The tour was great, and I won’t write much about it here as I’ve been asked to write something for the NPW newsletter. This time, instead of sitting silently in a car as we traveled to some location, I participated in the conversation. I felt welcomed. I felt like someone else understood.
I was able to discuss the things I cannot discuss back home. I was not dismissed. I was not told I was whining. I was listened to. It was refreshing not only to get things off my chest, but to talk to other women who understand the perils of the job, the inherent sexism, and the new overworked, overstressed, and falling apart reporter.
They asked questions of me to understand more. They asked questions of me so they could give me tips on how to better cope. They asked questions of me so that they might be better able to advise the generation behind me who dreams of a career in journalism.
I felt like, for the first time in a long time, I belonged somewhere.
That conversation continued later on during dinner and the awards ceremony. I saw that everyone was there to truly lift up one another. It didn’t matter who you were, where you came from, what you believed. It didn’t matter if you won a single award or dozens. Everyone was happy to recognize and celebrate each others’ achievements. There wasn’t a sense of pettiness that you lost out to someone. There was only joy in each others’ accomplishments.
When I was called up to receive the third place sweepstakes award in the communications contest, I was surprised. I never thought I would hold such a thing. It reads, “NPW Communications Contest, Marianne Beel Sweepstakes Award, Third Place, Irene North.” Sure, I’m going to knock LuAnn and Lori out of second and first next time, but this felt good. I did something that mattered. Other people saw it, too.
I have not hidden the fact that I have been unhappy for some time at my job. These ladies reminded me why I do it. It’s not for the awards. It’s not for the accolades. It’s what Ruth said earlier in the day.

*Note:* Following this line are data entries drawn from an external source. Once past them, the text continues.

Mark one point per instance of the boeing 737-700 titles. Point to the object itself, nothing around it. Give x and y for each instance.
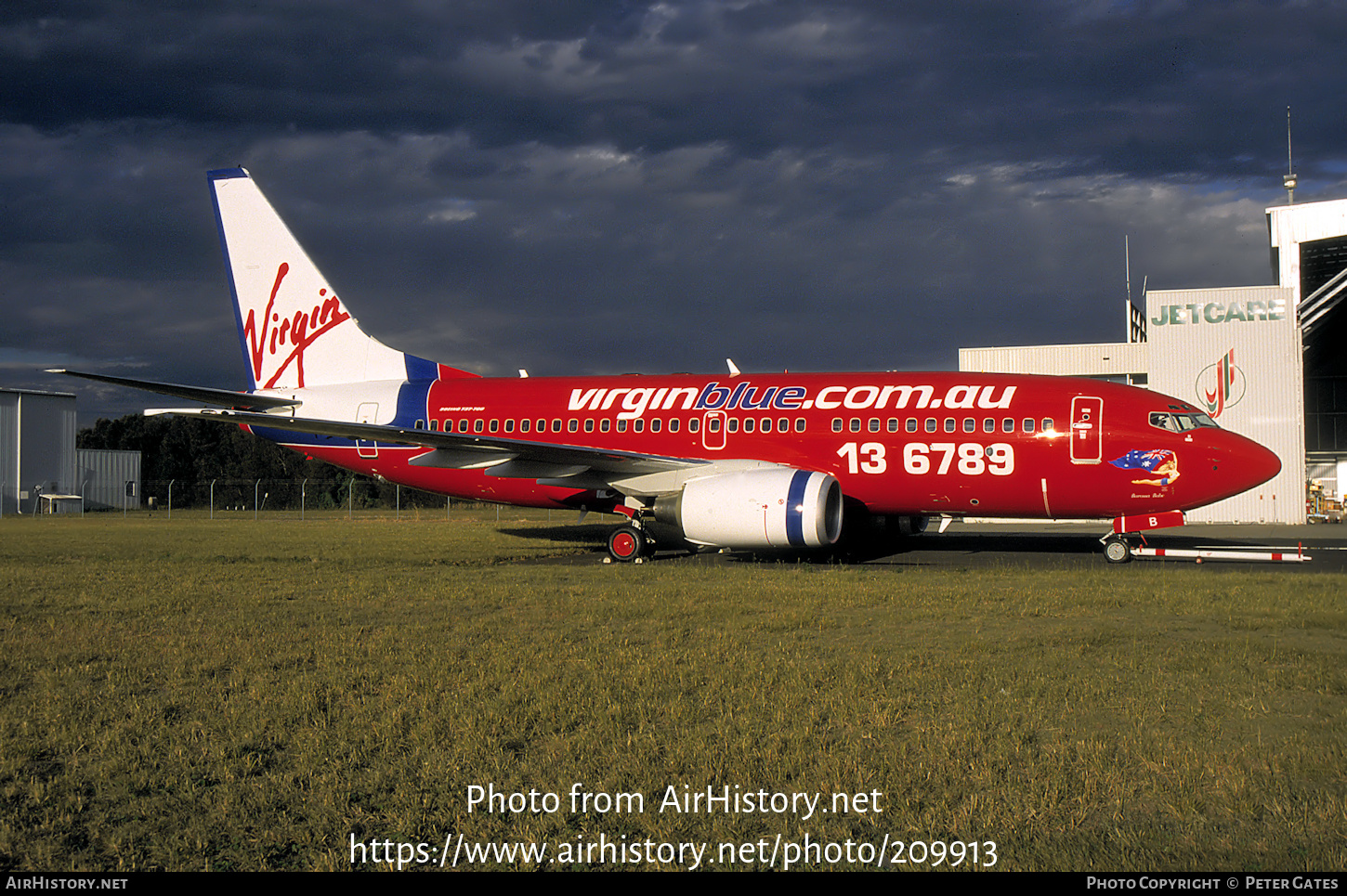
(739, 461)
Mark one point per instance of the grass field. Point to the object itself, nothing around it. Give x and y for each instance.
(256, 695)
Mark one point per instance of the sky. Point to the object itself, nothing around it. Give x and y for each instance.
(625, 186)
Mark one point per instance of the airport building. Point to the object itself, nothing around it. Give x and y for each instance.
(41, 468)
(1266, 362)
(36, 448)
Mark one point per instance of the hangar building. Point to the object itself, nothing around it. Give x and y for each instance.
(36, 447)
(1266, 362)
(38, 459)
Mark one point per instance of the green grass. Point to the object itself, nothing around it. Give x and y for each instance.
(245, 695)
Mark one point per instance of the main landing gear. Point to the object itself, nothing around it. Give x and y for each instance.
(631, 542)
(628, 545)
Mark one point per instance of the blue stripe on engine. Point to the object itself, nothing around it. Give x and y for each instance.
(795, 509)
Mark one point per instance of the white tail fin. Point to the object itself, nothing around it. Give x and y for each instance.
(294, 330)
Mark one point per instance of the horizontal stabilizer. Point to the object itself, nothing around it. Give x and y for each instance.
(240, 400)
(460, 448)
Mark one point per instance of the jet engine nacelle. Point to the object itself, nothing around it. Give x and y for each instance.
(778, 507)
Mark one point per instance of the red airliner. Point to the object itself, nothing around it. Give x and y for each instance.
(736, 461)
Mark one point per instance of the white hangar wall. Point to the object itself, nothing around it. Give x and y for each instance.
(36, 447)
(1236, 354)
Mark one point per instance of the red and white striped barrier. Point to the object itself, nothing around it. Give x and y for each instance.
(1202, 554)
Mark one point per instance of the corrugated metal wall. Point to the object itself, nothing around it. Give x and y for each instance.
(104, 476)
(8, 452)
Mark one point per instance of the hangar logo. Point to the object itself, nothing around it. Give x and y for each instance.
(1221, 385)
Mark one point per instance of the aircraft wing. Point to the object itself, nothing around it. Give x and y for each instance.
(508, 458)
(191, 393)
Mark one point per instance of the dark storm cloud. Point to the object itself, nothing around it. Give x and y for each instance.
(649, 186)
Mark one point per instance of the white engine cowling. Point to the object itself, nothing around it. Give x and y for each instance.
(776, 507)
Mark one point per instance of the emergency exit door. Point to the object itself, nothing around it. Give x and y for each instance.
(1086, 429)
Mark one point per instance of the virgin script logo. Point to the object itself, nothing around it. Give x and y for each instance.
(298, 331)
(1221, 385)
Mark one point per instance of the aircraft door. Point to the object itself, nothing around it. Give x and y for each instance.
(713, 431)
(1086, 429)
(367, 412)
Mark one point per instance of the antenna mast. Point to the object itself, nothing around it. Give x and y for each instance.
(1289, 180)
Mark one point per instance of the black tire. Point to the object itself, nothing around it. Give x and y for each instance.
(625, 544)
(1116, 551)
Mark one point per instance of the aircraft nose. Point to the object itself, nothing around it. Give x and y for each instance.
(1249, 463)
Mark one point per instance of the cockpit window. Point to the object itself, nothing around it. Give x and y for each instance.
(1180, 422)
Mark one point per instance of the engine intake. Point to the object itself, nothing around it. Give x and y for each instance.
(776, 507)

“Each of us believes in our profession because then, and now, journalism matters. It matters a great deal. It’s ethical storytelling. It’s truth telling.”
I hope that I, and journalism, can survive the current onslaught to decimate the media and the hatcheting of newsrooms across the country. I fear that it’s going to get worse and I may not be able to survive the next round of cuts, the next round of “do more with even less,” the next round of “produce or else.”
I’m struggling to keep up with my assigned work, which is nearly impossible to complete at the pace expected. I’m just plain tired and haven’t figured out how to do more than just exist at the moment.
In the end, I was glad I went. These women are an inspiration. My mental health is always priority number one, but I now know that I have several dozen shoulders I can lean on.
As I drove back home, tired from going to bed after midnight and rising too early, past the beauty, the cows, and the trains, I tried to keep it all in perspective. I texted on and off to Paul on the way home, letting him know I was inching closer toward home.
Just outside Alliance, I couldn’t wait any longer. I turned off Highway 2, drove down a road marked 437 Trl about a quarter of a mile and parked the car on the side of the road. I had to pee. Gas stations in Alliance were still too far away.
I got back in my car, drove through Alliance and back home to Scottsbluff. It was a quiet morning, windy as usual. A chill was in the air. A storm was coming. For now, Paul and the cats, and a pile of laundry were calling my name. I retreated into the warmth of my home with new memories and supports to help keep me going.